HONOLULU - Members of the military and petroleum refining company Tesoro are preparing for how they would respond to a catastrophic oil spill.

The Coast Guard, Navy and other government officials on Thursday simulated their reaction to a hypothetical oil discharge at Barbers Point Tesoro Single Point Mooring.

The Coast Guard says more than 160 people participated in two weeks of drills and training leading up to Thursday's simulation.

The National Preparedness Response and Exercise Program is conducted every three years to satisfy federal oil pollution response exercise requirements.


Soldier found guilty of murder after trial

HONOLULU - A Schofield Barracks soldier was found guilty in the murder of a civilian contractor on a U.S. base in northern Iraq.

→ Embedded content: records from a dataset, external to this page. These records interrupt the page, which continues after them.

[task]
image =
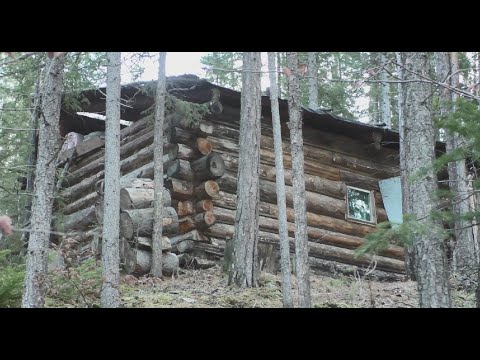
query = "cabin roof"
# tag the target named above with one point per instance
(136, 99)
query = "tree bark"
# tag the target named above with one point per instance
(299, 205)
(44, 184)
(386, 113)
(280, 177)
(466, 252)
(312, 81)
(431, 264)
(244, 272)
(110, 296)
(317, 250)
(404, 150)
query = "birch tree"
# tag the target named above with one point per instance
(298, 181)
(386, 113)
(466, 253)
(110, 296)
(245, 269)
(44, 184)
(312, 81)
(280, 186)
(158, 169)
(419, 136)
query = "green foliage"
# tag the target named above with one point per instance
(12, 275)
(403, 234)
(220, 65)
(78, 287)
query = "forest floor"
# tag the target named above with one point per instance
(208, 289)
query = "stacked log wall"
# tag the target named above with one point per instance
(201, 164)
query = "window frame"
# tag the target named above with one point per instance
(373, 212)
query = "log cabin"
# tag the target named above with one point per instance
(351, 180)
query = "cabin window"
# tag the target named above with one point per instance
(360, 205)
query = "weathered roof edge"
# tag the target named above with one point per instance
(136, 98)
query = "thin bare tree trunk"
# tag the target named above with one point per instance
(298, 181)
(110, 297)
(404, 149)
(466, 253)
(386, 113)
(44, 184)
(312, 81)
(245, 269)
(156, 269)
(431, 264)
(280, 183)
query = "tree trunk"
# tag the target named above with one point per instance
(432, 269)
(312, 81)
(317, 250)
(280, 177)
(44, 184)
(244, 272)
(299, 205)
(404, 149)
(386, 113)
(110, 296)
(466, 253)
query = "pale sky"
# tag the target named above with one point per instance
(178, 63)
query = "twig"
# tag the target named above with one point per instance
(7, 62)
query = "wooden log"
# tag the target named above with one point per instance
(170, 168)
(316, 203)
(313, 183)
(80, 204)
(185, 152)
(267, 157)
(204, 220)
(179, 189)
(97, 165)
(127, 182)
(229, 201)
(182, 136)
(185, 208)
(100, 152)
(207, 190)
(313, 138)
(203, 146)
(329, 268)
(83, 237)
(140, 222)
(145, 243)
(81, 220)
(204, 205)
(140, 261)
(140, 198)
(191, 235)
(318, 250)
(183, 171)
(135, 161)
(208, 167)
(314, 234)
(186, 224)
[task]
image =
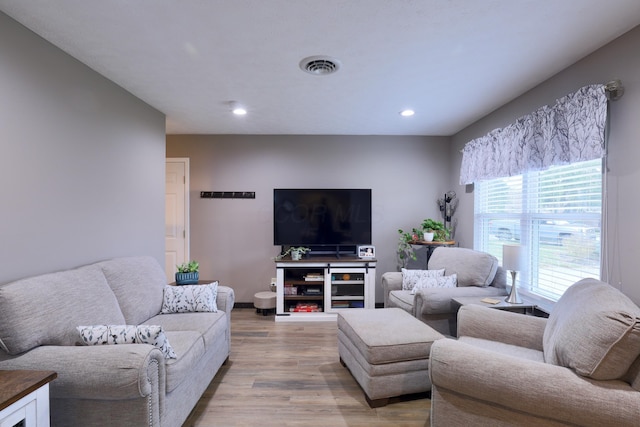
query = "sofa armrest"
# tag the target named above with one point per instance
(499, 325)
(113, 372)
(226, 299)
(438, 300)
(546, 391)
(391, 281)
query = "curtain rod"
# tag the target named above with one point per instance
(614, 90)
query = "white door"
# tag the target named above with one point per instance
(176, 215)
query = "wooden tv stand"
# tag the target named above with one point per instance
(317, 288)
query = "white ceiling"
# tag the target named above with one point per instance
(452, 61)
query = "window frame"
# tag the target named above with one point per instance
(531, 219)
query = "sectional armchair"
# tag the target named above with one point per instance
(478, 274)
(581, 366)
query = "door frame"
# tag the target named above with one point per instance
(187, 226)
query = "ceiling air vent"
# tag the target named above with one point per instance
(319, 65)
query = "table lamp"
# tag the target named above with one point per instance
(512, 261)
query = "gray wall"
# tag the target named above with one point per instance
(617, 60)
(233, 239)
(82, 162)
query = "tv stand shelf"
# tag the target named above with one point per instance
(316, 289)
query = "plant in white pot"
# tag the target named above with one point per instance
(188, 273)
(437, 230)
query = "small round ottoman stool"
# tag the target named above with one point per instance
(264, 302)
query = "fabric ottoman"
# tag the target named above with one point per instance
(387, 352)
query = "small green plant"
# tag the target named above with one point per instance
(440, 234)
(405, 250)
(292, 249)
(188, 267)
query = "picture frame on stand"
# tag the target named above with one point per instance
(367, 252)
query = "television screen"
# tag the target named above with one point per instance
(321, 217)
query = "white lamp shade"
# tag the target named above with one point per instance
(512, 257)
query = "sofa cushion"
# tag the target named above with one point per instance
(436, 282)
(190, 298)
(138, 283)
(402, 299)
(45, 310)
(190, 347)
(127, 334)
(473, 268)
(410, 278)
(594, 329)
(212, 326)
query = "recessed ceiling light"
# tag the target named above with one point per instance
(238, 109)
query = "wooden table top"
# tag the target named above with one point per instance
(14, 385)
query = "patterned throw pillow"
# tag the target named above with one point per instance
(411, 277)
(190, 298)
(436, 282)
(127, 334)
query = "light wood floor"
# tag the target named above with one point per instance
(289, 374)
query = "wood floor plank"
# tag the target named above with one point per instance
(289, 374)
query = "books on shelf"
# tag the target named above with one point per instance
(305, 308)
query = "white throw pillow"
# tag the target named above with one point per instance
(127, 334)
(411, 277)
(436, 282)
(190, 298)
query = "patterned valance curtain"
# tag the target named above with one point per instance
(570, 131)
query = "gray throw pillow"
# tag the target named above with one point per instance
(593, 329)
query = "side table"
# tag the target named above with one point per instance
(24, 398)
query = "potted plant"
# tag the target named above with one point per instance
(296, 253)
(405, 250)
(440, 233)
(188, 273)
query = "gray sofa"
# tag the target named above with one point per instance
(479, 274)
(125, 384)
(579, 367)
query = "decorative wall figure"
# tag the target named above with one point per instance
(448, 205)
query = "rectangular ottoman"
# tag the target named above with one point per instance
(387, 352)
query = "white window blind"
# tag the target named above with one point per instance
(554, 214)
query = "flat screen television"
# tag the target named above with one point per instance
(321, 218)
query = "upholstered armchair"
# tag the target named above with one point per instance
(581, 366)
(478, 274)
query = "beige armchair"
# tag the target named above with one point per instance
(478, 275)
(579, 367)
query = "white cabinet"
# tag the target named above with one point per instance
(24, 398)
(317, 289)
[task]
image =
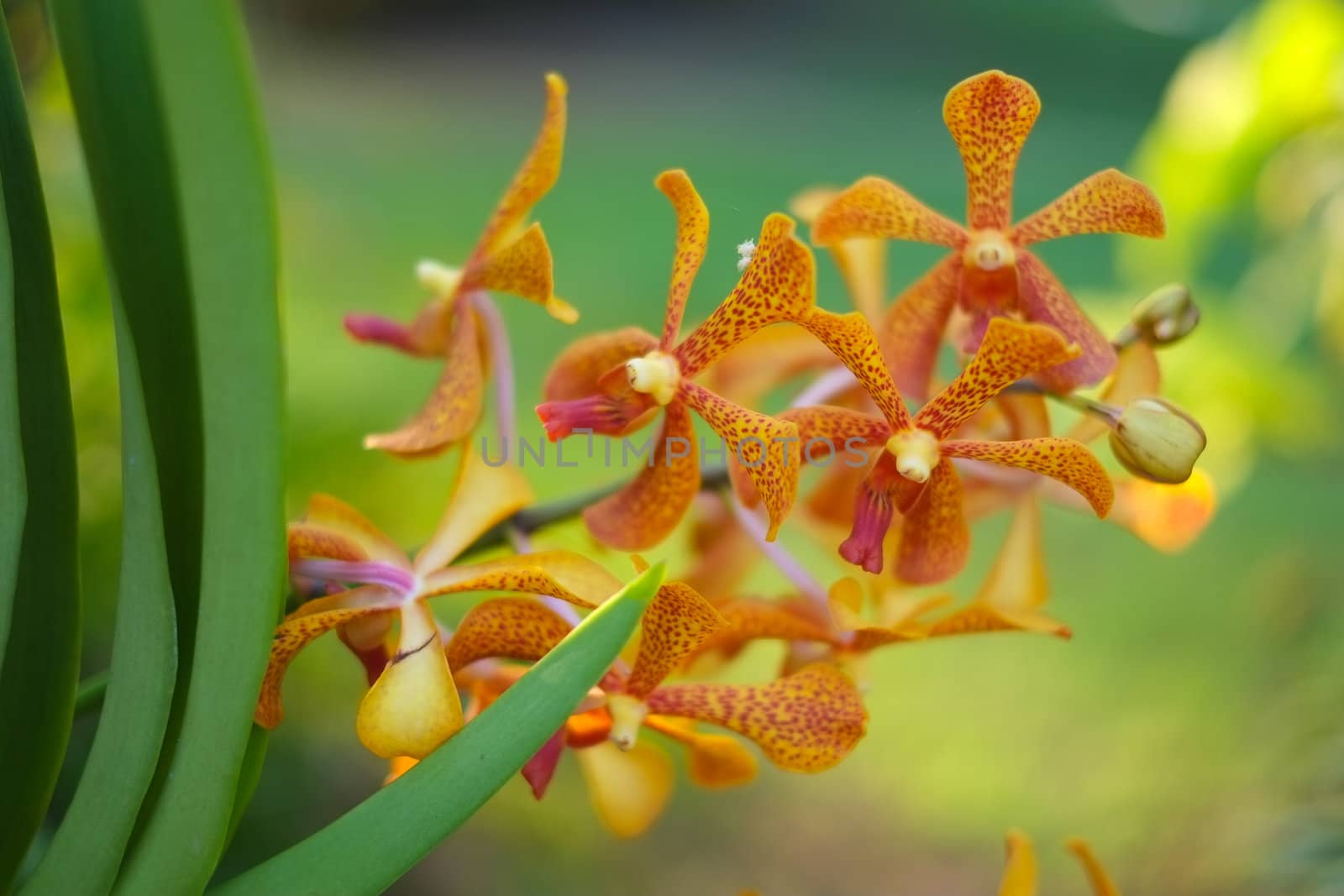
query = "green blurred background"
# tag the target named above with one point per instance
(1191, 730)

The Army said Thursday that Spc. Beyshee Velez, of Cleveland, was found guilty of shooting and killing contractor Lucas Vinson last year.

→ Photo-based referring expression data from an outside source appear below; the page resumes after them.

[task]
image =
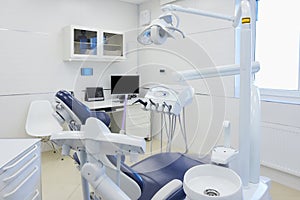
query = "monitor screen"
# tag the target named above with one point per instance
(125, 84)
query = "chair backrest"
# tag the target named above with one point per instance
(40, 121)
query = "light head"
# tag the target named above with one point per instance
(160, 29)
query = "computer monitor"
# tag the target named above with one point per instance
(125, 84)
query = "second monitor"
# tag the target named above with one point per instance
(125, 84)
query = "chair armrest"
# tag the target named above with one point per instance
(167, 190)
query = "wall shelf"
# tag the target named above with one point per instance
(92, 44)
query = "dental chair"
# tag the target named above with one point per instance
(101, 155)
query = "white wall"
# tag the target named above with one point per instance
(31, 56)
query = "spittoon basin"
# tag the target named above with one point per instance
(211, 182)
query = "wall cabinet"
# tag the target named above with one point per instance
(20, 169)
(92, 44)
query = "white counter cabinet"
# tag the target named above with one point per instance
(20, 169)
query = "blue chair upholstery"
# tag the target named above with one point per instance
(159, 169)
(81, 110)
(152, 173)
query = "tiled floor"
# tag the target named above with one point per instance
(61, 181)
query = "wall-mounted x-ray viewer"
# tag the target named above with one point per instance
(94, 94)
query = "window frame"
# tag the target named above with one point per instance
(267, 94)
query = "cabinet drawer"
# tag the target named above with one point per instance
(19, 165)
(22, 186)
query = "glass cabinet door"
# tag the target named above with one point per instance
(112, 44)
(85, 42)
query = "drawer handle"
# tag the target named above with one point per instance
(22, 169)
(22, 183)
(37, 193)
(20, 160)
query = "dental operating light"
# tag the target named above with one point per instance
(160, 29)
(246, 67)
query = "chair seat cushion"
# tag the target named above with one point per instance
(157, 170)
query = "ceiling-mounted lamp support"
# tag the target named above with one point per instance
(160, 29)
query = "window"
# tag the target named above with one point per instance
(277, 48)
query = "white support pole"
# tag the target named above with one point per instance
(245, 93)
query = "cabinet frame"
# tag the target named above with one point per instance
(72, 53)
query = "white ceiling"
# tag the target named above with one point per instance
(135, 1)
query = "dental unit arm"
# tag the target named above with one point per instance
(167, 99)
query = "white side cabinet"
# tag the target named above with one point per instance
(20, 169)
(92, 44)
(138, 121)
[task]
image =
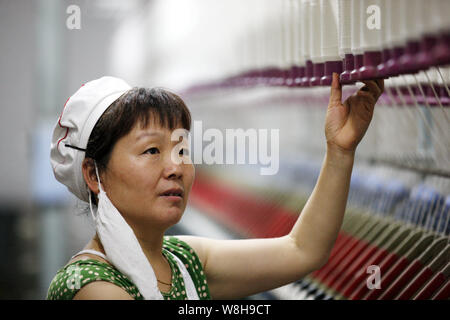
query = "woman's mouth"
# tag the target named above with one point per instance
(173, 194)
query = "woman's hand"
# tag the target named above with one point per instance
(346, 123)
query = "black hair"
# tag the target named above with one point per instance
(136, 106)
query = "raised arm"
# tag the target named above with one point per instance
(238, 268)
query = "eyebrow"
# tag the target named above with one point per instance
(149, 134)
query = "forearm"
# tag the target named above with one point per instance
(316, 229)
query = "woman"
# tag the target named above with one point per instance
(123, 164)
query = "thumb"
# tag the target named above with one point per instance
(336, 90)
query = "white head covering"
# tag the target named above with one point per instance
(69, 141)
(74, 126)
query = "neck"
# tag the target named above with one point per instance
(151, 244)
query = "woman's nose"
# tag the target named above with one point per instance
(173, 170)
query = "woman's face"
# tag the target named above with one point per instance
(139, 175)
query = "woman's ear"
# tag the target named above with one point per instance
(89, 174)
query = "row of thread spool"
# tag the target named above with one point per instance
(300, 43)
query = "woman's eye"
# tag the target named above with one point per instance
(152, 151)
(184, 152)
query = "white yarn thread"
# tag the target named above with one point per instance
(355, 26)
(315, 32)
(345, 25)
(393, 24)
(329, 27)
(410, 28)
(370, 37)
(297, 55)
(305, 26)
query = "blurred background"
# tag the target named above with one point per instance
(237, 65)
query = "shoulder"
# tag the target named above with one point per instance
(102, 290)
(86, 278)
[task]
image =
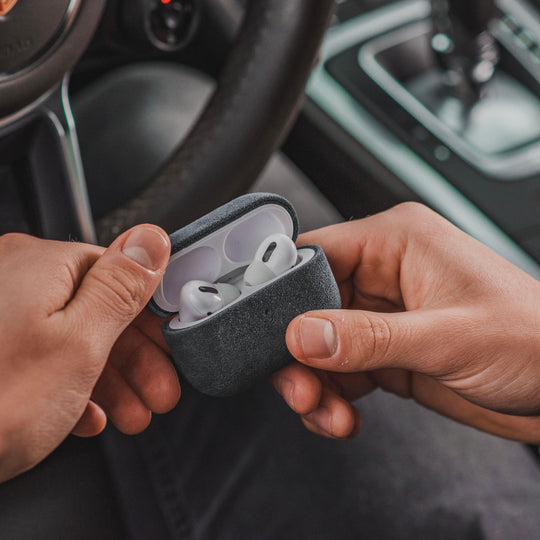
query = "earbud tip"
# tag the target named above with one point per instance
(258, 273)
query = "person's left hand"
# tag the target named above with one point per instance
(75, 346)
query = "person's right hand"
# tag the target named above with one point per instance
(429, 314)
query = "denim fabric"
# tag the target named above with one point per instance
(245, 468)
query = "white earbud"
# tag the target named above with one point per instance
(200, 299)
(274, 257)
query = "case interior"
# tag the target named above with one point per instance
(223, 255)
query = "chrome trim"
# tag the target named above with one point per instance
(508, 167)
(67, 135)
(49, 48)
(433, 188)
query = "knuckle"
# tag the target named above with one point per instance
(370, 340)
(123, 292)
(419, 219)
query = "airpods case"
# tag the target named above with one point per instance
(228, 351)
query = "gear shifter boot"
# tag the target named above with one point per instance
(504, 119)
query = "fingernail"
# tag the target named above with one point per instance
(146, 247)
(286, 390)
(322, 419)
(318, 338)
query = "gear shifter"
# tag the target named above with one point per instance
(463, 45)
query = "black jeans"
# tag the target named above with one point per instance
(245, 467)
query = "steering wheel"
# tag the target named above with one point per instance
(259, 90)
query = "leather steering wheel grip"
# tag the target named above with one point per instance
(259, 91)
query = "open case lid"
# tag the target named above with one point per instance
(221, 243)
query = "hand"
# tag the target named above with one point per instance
(430, 314)
(71, 353)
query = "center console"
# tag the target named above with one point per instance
(473, 156)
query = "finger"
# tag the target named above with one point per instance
(426, 341)
(299, 386)
(120, 284)
(150, 325)
(435, 396)
(147, 370)
(92, 422)
(335, 416)
(122, 406)
(352, 386)
(365, 242)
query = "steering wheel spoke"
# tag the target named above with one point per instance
(42, 172)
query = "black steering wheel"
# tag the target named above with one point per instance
(259, 90)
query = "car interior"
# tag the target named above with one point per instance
(119, 112)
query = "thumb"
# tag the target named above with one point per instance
(351, 341)
(121, 282)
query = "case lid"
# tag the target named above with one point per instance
(220, 243)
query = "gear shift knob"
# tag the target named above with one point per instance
(465, 49)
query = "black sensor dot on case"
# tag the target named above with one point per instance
(210, 290)
(268, 253)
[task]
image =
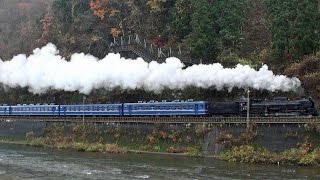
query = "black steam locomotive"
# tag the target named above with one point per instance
(279, 106)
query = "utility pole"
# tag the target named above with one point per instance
(83, 99)
(248, 109)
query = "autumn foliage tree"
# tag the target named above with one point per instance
(99, 8)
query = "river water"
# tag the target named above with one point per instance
(25, 162)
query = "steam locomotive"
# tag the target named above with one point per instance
(280, 106)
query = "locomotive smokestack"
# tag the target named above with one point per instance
(45, 69)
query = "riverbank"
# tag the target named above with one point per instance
(306, 155)
(276, 144)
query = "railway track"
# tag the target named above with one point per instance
(213, 120)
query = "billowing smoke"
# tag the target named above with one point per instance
(45, 69)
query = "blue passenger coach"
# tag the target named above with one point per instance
(5, 110)
(166, 108)
(34, 110)
(92, 109)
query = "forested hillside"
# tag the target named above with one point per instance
(283, 34)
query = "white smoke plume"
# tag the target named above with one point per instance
(45, 69)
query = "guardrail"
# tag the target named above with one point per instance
(213, 120)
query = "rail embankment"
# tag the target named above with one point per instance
(288, 143)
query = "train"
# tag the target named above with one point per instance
(279, 106)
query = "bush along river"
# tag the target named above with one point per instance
(265, 144)
(27, 162)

The trial was held at Wheeler Army Airfield.

Velez, who served three tours of duty in Iraq, was also found guilty of pointing a loaded weapon at three other contractors and fleeing authorities.

The presiding military judge sentenced Velez to 26 years, reduction to lowest enlisted grade and dishonorable discharge.


Four Hawaii college chancellor finalists

HONOLULU - A Hawaii Community College chancellor search committee has named four finalists for the position.

College officials said the finalists will visit the campus this week and speak at public forums in Hilo and Kona.

The candidates are Alexander Capdeville, a professor in the adult and higher education programs at Montana State University; Daniel Bain, president of Independence Community College in Kansas; Noreen Yamane, Hawaii Community College's interim chancellor; and Kathleen Curphy, most recently provost for Minnesota State Community and Technical College.

Public forums for the candidates are to be held on the Manono campus in Hilo on Tuesday and on the West Hawaii campus in Kona on Wednesday.


Suspected gambling room in city facility

HONOLULU - A Honolulu gambling room where police say a man was beaten to death is in a building owned by the city.

KHON reported Thursday that Marin Tower is a city-owned apartment building with businesses on the ground floor. Chinatown Business and Community Association President Chu Lan Shubert-Kwock says the building attracts criminals.

Four men have been indicted in the murder of 42-year-old Nuc Pham. Police say he was beaten to death over a gambling debt.

Charged with murder are Maauga Imoa, Alexander Nguyen, Manu Tonga and Sione Vulangi. Witnesses told police the four men work for or are somehow connected to the gambling room.


Dead whale washes ashore on Big Island

HILO - A badly decayed whale carcass about 35 to 40 feet long has washed ashore in the Big Island's Puna district.

The Hawaii Tribune-Herald reported last week that the whale was too far away from the road to be towed away and too far away from the ocean to be pulled out to sea.

Officials were hoping the whale will either decompose at the remote site near the Wai Opae tide pools, or be carried away by high tide.

Marine biologists believe the same carcass - believed to be of a humpback whale - showed up partially submerged against the Hilo breakwater March 6.

David Schofield, a marine mammal response coordinator for the National Oceanic and Atmospheric Administration, says the whale has been on and off the reef for a couple of weeks.